29 Mar 2012
di M. Elisabetta Vandelli
Si è conclusa con la liberazione dal Cie la vicenda di Andrea e Senad di cui abbiamo parlato nel numero scorso. Le motivazioni del Giudice di Pace nel commento di M. Elisabetta Vandelli
Andrea e Senad, i due ventenni nati e cresciuti a Sassuolo, ma che per la legge non possono definirsi italiani perchè i loro genitori sono stranieri, si sono ritrovati irregolari dal momento in cui i genitori, a cui era legato il loro permesso di soggiorno, hanno perso il lavoro e conseguentemente anche il titolo di soggiorno. A seguito di ciò i due giovani sono stati trattenuti, con decreto di espulsione, per più di un mese all’ interno di una una struttura peggiore del carcere: il Centro di Identificazione ed Espulsione.
Pochi giorni fa, a seguito del ricorso dell’ avvocato dei ragazzi, il Giudice di Pace di Modena, Dott. Cavazzuti, ha annullato il decreto di espulsione e l’ ordine di allontanamento che li aveva colpiti, e, ritenendo illegittimo il loro trattenimento nel CIE, ne ha disposto la immediata liberazione.
La motivazione della decisione sta nella rilevata carenza, da parte del giudice, dei presupposti normativi per l’adozione dei provvedimenti emessi dalla Pubblica Amministrazione.
Il Giudice ha infatti ritenuto che né la Questura né la Prefettura avessero fornito prova certa della nazionalità di appartenenza dei due ragazzi, e, quindi, dello Stato verso cui rimpatriarli.
Nel decreto di espulsione si leggeva, infatti, che i giovani venivano identificati semplicemente in base alle generalità da loro dichiarate, senza che venisse prodotta da parte della P.A. alcuna documentazione attendibile da cui evincere indicazioni sicure sulla loro cittadinanza d’origine.

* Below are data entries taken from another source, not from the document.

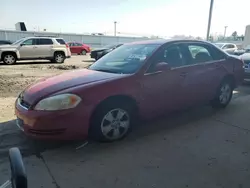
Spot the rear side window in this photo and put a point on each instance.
(60, 41)
(45, 42)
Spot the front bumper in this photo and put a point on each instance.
(58, 125)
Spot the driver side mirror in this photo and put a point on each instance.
(162, 66)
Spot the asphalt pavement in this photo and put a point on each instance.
(197, 147)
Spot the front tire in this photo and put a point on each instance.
(9, 59)
(84, 52)
(224, 94)
(59, 57)
(111, 122)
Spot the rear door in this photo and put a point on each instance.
(44, 47)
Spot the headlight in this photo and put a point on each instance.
(58, 102)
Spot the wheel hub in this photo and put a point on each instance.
(115, 124)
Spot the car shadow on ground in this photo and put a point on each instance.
(89, 61)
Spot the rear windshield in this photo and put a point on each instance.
(61, 41)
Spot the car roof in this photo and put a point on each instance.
(223, 43)
(46, 37)
(164, 41)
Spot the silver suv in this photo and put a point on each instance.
(33, 48)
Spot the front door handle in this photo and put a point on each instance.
(183, 74)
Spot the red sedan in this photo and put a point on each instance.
(141, 79)
(79, 48)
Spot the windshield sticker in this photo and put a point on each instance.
(141, 57)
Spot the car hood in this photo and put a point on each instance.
(8, 46)
(245, 56)
(51, 85)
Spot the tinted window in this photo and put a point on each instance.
(29, 42)
(60, 41)
(218, 54)
(220, 45)
(126, 59)
(45, 42)
(228, 46)
(199, 53)
(231, 46)
(4, 42)
(78, 44)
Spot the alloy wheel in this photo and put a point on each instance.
(225, 93)
(115, 124)
(59, 58)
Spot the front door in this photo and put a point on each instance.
(73, 48)
(44, 48)
(162, 91)
(28, 49)
(201, 73)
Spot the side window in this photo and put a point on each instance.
(231, 46)
(199, 53)
(29, 42)
(45, 42)
(217, 54)
(171, 55)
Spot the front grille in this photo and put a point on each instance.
(47, 132)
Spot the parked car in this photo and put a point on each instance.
(100, 52)
(79, 48)
(246, 59)
(32, 48)
(140, 79)
(5, 42)
(227, 47)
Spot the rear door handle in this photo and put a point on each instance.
(183, 74)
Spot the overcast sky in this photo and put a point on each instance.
(151, 17)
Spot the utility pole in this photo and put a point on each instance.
(210, 18)
(225, 31)
(115, 22)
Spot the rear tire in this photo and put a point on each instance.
(223, 95)
(9, 59)
(59, 57)
(112, 121)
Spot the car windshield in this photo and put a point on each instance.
(219, 45)
(18, 42)
(126, 59)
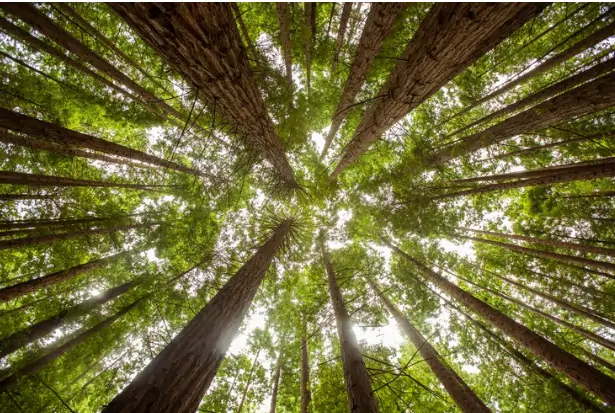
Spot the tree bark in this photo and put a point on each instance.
(589, 98)
(456, 387)
(456, 35)
(201, 42)
(358, 386)
(176, 380)
(378, 25)
(577, 370)
(341, 33)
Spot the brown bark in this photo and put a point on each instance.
(33, 367)
(70, 138)
(358, 386)
(176, 380)
(577, 370)
(449, 39)
(201, 42)
(30, 286)
(456, 387)
(379, 22)
(341, 33)
(589, 98)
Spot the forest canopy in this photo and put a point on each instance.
(307, 207)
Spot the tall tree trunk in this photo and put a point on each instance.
(57, 134)
(456, 387)
(587, 376)
(378, 25)
(176, 380)
(201, 42)
(589, 98)
(358, 386)
(589, 41)
(341, 33)
(458, 34)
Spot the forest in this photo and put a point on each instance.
(307, 207)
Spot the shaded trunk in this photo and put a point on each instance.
(341, 33)
(178, 377)
(358, 386)
(591, 97)
(457, 35)
(70, 138)
(378, 25)
(577, 370)
(201, 42)
(456, 387)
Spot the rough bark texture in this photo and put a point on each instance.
(459, 391)
(70, 138)
(341, 33)
(358, 386)
(30, 286)
(451, 37)
(201, 42)
(591, 97)
(176, 380)
(379, 22)
(577, 370)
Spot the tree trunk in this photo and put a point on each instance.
(341, 33)
(70, 138)
(457, 35)
(589, 98)
(456, 387)
(378, 25)
(176, 380)
(577, 370)
(201, 42)
(358, 386)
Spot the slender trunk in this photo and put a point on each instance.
(588, 42)
(456, 387)
(378, 25)
(36, 365)
(244, 396)
(358, 386)
(591, 97)
(458, 34)
(70, 138)
(577, 370)
(202, 43)
(341, 33)
(176, 380)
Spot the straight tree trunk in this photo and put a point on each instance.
(36, 284)
(176, 380)
(70, 138)
(358, 386)
(378, 25)
(577, 370)
(460, 392)
(457, 35)
(591, 97)
(341, 33)
(202, 43)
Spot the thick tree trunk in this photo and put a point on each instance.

In buona sostanza non risultava certa nè la paternità dei ragazzi e neppure la cittadinanza della madre, senza considerare il fatto che Andrea e Senad erano privi di qual si voglia passaporto o documento equipollente che ne attestasse lo Stato di appartenenza.

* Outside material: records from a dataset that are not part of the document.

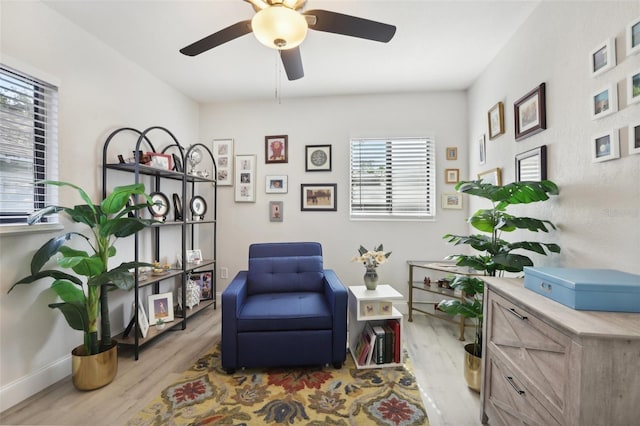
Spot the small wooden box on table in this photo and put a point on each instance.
(375, 307)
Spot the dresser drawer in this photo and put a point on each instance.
(510, 401)
(540, 354)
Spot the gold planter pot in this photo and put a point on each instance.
(472, 368)
(91, 372)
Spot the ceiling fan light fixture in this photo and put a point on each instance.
(279, 27)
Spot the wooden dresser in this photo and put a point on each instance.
(547, 364)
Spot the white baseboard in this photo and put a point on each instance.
(24, 387)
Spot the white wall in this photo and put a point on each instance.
(598, 210)
(99, 92)
(334, 120)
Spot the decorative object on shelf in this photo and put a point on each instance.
(496, 255)
(530, 113)
(160, 206)
(223, 156)
(495, 118)
(318, 197)
(371, 260)
(82, 301)
(198, 207)
(603, 57)
(532, 165)
(276, 149)
(245, 179)
(318, 158)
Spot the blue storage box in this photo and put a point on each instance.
(586, 289)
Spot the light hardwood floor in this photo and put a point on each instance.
(435, 352)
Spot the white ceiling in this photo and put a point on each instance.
(439, 45)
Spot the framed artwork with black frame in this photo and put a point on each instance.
(318, 158)
(532, 165)
(530, 114)
(318, 197)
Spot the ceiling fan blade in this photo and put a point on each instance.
(292, 63)
(216, 39)
(337, 23)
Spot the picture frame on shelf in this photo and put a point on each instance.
(493, 176)
(604, 101)
(276, 149)
(451, 201)
(495, 118)
(451, 175)
(318, 197)
(245, 170)
(603, 57)
(276, 213)
(160, 307)
(605, 146)
(530, 114)
(223, 156)
(276, 184)
(317, 158)
(633, 37)
(452, 153)
(532, 165)
(634, 138)
(633, 87)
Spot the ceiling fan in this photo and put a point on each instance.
(281, 25)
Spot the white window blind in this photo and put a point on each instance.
(392, 178)
(28, 145)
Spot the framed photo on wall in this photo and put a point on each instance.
(245, 170)
(318, 197)
(530, 113)
(276, 149)
(223, 156)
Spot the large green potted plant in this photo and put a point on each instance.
(495, 255)
(85, 301)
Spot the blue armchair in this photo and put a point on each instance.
(285, 310)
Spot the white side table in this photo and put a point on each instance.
(374, 306)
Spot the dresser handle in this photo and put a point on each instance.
(513, 385)
(513, 311)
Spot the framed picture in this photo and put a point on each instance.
(633, 87)
(276, 211)
(634, 138)
(276, 149)
(161, 161)
(495, 116)
(245, 169)
(318, 158)
(530, 113)
(493, 176)
(605, 146)
(451, 175)
(603, 57)
(194, 256)
(532, 165)
(276, 184)
(452, 153)
(223, 156)
(318, 197)
(633, 37)
(204, 279)
(160, 307)
(604, 102)
(451, 201)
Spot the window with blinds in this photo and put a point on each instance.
(393, 178)
(28, 145)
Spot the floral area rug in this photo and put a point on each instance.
(206, 395)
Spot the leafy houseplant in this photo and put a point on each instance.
(495, 254)
(82, 304)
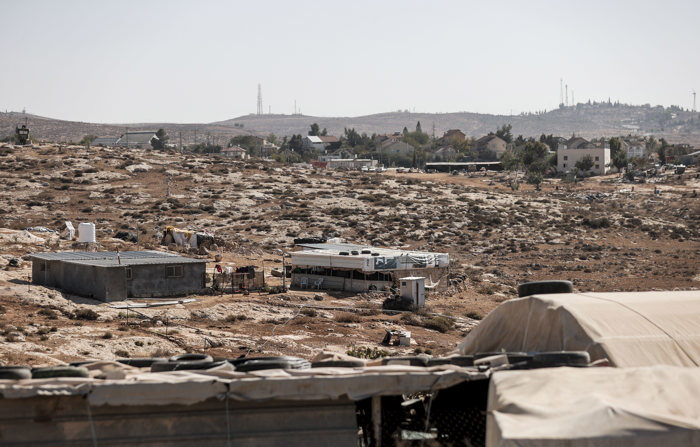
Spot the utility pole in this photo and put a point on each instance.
(561, 91)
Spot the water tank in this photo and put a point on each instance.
(86, 232)
(413, 288)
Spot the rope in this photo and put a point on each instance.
(92, 425)
(228, 423)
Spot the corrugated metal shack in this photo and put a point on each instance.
(113, 276)
(357, 268)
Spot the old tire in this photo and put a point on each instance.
(59, 371)
(191, 358)
(15, 372)
(560, 358)
(460, 360)
(142, 362)
(544, 287)
(411, 360)
(272, 363)
(513, 357)
(338, 364)
(185, 366)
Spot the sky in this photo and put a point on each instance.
(201, 61)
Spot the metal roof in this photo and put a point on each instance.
(109, 258)
(345, 247)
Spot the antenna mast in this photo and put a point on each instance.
(561, 91)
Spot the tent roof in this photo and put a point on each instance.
(648, 406)
(629, 329)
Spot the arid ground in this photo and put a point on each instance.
(600, 233)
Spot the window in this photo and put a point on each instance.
(173, 271)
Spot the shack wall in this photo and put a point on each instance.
(150, 280)
(102, 283)
(338, 283)
(64, 421)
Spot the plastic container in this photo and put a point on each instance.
(86, 232)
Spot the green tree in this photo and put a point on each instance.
(619, 160)
(504, 132)
(296, 143)
(615, 146)
(535, 178)
(584, 164)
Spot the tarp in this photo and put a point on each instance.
(131, 386)
(629, 329)
(591, 407)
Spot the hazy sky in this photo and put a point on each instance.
(201, 61)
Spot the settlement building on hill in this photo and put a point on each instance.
(357, 268)
(493, 144)
(137, 139)
(112, 276)
(578, 148)
(235, 153)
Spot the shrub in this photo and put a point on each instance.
(365, 352)
(474, 315)
(86, 314)
(348, 317)
(440, 324)
(309, 312)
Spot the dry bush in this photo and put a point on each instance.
(348, 317)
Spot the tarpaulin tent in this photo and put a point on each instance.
(629, 329)
(591, 407)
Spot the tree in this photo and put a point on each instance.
(584, 164)
(296, 143)
(615, 146)
(535, 178)
(504, 133)
(158, 142)
(661, 150)
(619, 160)
(87, 140)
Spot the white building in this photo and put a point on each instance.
(139, 139)
(235, 153)
(351, 164)
(635, 151)
(567, 158)
(351, 267)
(318, 142)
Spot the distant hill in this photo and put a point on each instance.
(49, 129)
(587, 120)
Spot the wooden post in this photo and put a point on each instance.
(377, 420)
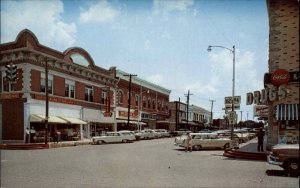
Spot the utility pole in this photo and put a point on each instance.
(211, 118)
(187, 108)
(129, 97)
(47, 102)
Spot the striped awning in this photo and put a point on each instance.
(287, 112)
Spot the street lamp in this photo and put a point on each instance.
(233, 79)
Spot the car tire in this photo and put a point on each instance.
(292, 167)
(226, 146)
(99, 142)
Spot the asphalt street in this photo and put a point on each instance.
(147, 163)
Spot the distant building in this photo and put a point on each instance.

Dunque i giovani risultavano di fatto apolidi e quindi non potevano essere espulsi in quanto privi di un paese che li potesse riconoscere come cittadini e quindi accogliere come tali.
A differenza dello straniero extracomunitario irregolare, mentre quest’ultimo può rientrare nel proprio Paese di origine, un apolide di fatto, cioè non ancora riconosciuto come tale, non puo’ stare in Italia legittimamente, ma non puo’ nemmeno espatriare, ne’ puo’ tornare nel proprio Paese di provenienza, che non conosce.
Se un soggetto è veramente riconosciuto o considerato come apolide, o comunque se non è possibile accertarne la cittadinanza di origine per mancanza di qualsiasi documentazione di identificazione, è tecnicamente impossibile procedere all’espulsione, così come ha legittimamente disposto il Giudice di Pace di Modena.
Al dott. Cavazzuti va inoltre riconosciuto il merito di avere, con coraggio, ancorato alla propria decisione il dubbio sull’applicabilità del Testo Unico sull’Immigrazione ai cittadini stranieri nati e cresciuti in Italia, ed ivi dimoranti, quali sono i ragazzi della seconda generazione di migranti.